You can faintly hear what sounds like some nice, soothing classical music playing and getting louder as the camera approaches the Shinra tower, as President Shinra watches the plate fall from the complete comfort of his office. Quite a way to set the mood, that little snippet of music.
I also like this, and what it says about both Barret and Tifa. Like, Barret's absolutely right, this is entirely on Shinra's head and proves just how evil they are that they would murder so many people just to take care of a tiny terrorist cell, but Tifa's reaction strikes me as... particularly realistic? It's that reaction of having it kick in of just what scale of things she's gotten herself involved in, even more than the reactor bombing.Tifa asks aloud if this is their fault, if all these innocents lost their lives because Avalanche was there, and Barret dismisses the very thought - nobody is responsible for Shinra's sins but Shinra. And honestly, he's right. The cost and consequences of Avalanche's terrorism is to be found in the impact of the destroyed reactors on people's lives, not on a wildly unpredictable and out-of-scope counterterrorist response of 'nuke the damn city.' Governments threatened by terrorism typically crack down in ways that hurt bystanders as collateral, and that's something you have to be prepared for, but this is an insane escalation.

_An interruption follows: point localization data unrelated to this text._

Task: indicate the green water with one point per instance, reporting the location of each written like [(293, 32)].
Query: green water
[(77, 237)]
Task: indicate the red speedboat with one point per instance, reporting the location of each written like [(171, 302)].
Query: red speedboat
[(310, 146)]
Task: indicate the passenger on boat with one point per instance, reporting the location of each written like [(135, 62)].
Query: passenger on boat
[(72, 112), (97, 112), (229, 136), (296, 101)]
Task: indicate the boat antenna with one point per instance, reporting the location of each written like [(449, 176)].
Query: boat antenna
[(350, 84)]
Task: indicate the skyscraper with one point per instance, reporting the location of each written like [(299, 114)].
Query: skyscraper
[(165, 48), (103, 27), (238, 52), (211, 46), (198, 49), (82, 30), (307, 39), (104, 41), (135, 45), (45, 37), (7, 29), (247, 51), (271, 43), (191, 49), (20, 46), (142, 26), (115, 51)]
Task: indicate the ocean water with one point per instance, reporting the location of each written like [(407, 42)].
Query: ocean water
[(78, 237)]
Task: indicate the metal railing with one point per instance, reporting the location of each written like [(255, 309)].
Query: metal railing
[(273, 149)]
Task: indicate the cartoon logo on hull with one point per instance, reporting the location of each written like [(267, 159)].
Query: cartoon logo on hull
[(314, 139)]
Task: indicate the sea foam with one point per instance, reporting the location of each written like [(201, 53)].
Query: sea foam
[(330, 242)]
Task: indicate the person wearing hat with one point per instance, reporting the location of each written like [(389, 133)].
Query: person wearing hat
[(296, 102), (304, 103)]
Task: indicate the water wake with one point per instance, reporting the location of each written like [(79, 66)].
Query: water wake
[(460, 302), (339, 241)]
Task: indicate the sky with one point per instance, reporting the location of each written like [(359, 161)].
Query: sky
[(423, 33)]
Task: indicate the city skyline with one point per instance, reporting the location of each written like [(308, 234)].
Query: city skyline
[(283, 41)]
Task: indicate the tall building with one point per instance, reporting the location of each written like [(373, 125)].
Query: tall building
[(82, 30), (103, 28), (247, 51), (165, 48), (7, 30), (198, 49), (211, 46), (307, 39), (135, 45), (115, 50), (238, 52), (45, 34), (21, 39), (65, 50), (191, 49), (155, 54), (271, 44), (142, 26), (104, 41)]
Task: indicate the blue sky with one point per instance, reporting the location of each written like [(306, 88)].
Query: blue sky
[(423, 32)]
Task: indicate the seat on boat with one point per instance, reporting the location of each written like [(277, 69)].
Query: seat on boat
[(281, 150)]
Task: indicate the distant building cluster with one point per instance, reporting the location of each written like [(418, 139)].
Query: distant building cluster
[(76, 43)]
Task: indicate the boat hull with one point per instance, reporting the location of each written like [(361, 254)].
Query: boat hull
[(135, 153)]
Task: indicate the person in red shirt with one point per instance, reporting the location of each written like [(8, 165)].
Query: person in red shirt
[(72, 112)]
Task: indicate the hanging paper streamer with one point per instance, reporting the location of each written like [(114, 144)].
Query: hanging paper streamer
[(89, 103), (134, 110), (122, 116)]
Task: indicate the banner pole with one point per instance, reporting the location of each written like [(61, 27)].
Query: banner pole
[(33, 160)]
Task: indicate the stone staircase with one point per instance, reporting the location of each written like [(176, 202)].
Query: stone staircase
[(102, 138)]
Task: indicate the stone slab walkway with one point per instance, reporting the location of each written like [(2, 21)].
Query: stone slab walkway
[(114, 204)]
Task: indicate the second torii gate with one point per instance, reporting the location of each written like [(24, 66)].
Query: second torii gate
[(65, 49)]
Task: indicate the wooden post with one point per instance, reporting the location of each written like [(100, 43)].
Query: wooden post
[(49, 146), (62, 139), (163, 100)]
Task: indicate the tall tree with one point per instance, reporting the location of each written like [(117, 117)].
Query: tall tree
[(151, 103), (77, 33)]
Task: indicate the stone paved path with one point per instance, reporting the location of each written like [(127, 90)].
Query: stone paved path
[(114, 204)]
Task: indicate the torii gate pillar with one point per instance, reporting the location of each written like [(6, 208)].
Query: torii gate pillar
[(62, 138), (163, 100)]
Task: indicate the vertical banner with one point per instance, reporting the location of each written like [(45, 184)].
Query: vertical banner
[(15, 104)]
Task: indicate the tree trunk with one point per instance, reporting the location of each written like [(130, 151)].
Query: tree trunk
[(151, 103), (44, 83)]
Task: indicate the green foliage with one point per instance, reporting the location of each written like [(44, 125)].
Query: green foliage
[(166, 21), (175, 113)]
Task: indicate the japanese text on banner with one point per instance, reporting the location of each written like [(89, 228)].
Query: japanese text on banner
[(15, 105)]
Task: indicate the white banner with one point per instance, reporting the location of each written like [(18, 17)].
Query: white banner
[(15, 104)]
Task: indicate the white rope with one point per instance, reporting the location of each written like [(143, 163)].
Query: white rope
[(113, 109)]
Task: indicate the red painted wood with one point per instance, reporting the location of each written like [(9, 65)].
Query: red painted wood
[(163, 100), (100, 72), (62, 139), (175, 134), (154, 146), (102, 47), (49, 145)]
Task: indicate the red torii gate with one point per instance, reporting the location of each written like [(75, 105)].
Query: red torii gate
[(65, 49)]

Barret launches into a heated, passionate speech about Shinra's greed and evil and the need to destroy them once and for all. Tifa is… unsure how she feels about that.
Random aside, Ethers feel a lot more effective in FF7 compared to FF6? I mean part of that is they restore 100 MP instead of 50 MP, but also so far MP isn't scaling up nearly as fast as it did in FF6, and that's not even mentioning the Osmose problem I've brought up time and time again.

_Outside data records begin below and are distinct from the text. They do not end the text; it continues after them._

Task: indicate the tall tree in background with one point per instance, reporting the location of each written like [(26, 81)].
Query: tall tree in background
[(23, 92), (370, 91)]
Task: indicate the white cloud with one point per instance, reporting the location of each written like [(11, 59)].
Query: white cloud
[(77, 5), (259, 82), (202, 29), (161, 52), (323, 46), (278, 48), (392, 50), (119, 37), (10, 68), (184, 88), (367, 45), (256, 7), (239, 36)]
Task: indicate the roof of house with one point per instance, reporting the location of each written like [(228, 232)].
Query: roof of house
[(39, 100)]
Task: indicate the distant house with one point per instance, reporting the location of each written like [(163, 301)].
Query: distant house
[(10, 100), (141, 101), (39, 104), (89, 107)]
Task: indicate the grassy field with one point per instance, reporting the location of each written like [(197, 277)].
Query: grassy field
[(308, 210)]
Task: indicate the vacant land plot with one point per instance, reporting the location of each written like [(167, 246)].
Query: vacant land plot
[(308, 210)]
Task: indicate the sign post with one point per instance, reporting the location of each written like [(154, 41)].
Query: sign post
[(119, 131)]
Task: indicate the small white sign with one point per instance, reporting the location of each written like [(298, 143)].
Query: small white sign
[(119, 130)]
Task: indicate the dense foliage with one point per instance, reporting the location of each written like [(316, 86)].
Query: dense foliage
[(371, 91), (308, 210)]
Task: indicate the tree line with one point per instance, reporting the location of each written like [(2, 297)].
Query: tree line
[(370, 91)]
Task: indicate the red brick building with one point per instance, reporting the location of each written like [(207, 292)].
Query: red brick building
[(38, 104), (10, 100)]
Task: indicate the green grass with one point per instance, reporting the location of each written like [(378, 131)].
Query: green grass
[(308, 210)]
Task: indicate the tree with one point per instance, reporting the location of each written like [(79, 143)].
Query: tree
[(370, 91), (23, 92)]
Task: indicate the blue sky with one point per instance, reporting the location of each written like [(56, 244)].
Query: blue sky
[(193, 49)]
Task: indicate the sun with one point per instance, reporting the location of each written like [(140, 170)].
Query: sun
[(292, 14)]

Oh good, that's also where I stopped, so I still have time to stay ahead.Aaaand that's gonna be it for tonight, I think. That's where I stopped last time I played.
And this here is probably one of the biggest problems I have with the Remake (other than... being called Remake). Midgar is a fairly dense part of the original game, and there's certainly room for a bit more meat... but the Remake takes it well beyond "a bit more" and into shoving several dozen thanksgiving dinners down your gullet, dragging out Midgar with oodles of sidequests that just don't feel necessary. To some degree, I wonder if that's an overarching problem with the Final Fantasy games as a while right now because having been following a streamer playing FFXVI... the same issue has jumped out there, where hours at a time become "oh boy time to ignore the plot and go sidequest for three hours".What bugs me a lot, though, is where the Remake takes all this.
Not to say you can't have sidequests in a JRPG, but usually the hours at a time part comes about when the game opens up more, like hitting the world map or getting an airship.